The Chair Liberal Neil Ellis

That ends our time for today.

I'd like, on behalf of—

Yes?

4:50 p.m.

Conservative

Phil McColeman Conservative Brantford—Brant, ON

These are the experts who have come a long distance to be here. I know our committee meeting typically lasts two hours. Could I ask if I could get unanimous consent that we continue asking these experts questions up to the time that we exhaust everybody's questions? It's been limiting in terms of time for everyone, and I just think I'd like to ask the committee to consider and approve continuing this meeting.

4:50 p.m.

Liberal

The Chair Liberal Neil Ellis

Does anybody have any more questions, or is it just Phil?
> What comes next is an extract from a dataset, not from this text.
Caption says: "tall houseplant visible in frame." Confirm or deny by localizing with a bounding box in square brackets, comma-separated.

Also I see Bob and Cathay.

Okay, we'll just do a short round then of five minutes each.

4:50 p.m.

Conservative

Phil McColeman Conservative Brantford—Brant, ON

Can I start first?

4:50 p.m.

Liberal

The Chair Liberal Neil Ellis

Okay.

4:50 p.m.

Conservative

Phil McColeman Conservative Brantford—Brant, ON

I was searching my brain for a drug that was a cancer treatment. I googled it and I remember what it was. It's called vincristine. Have you heard of vincristine?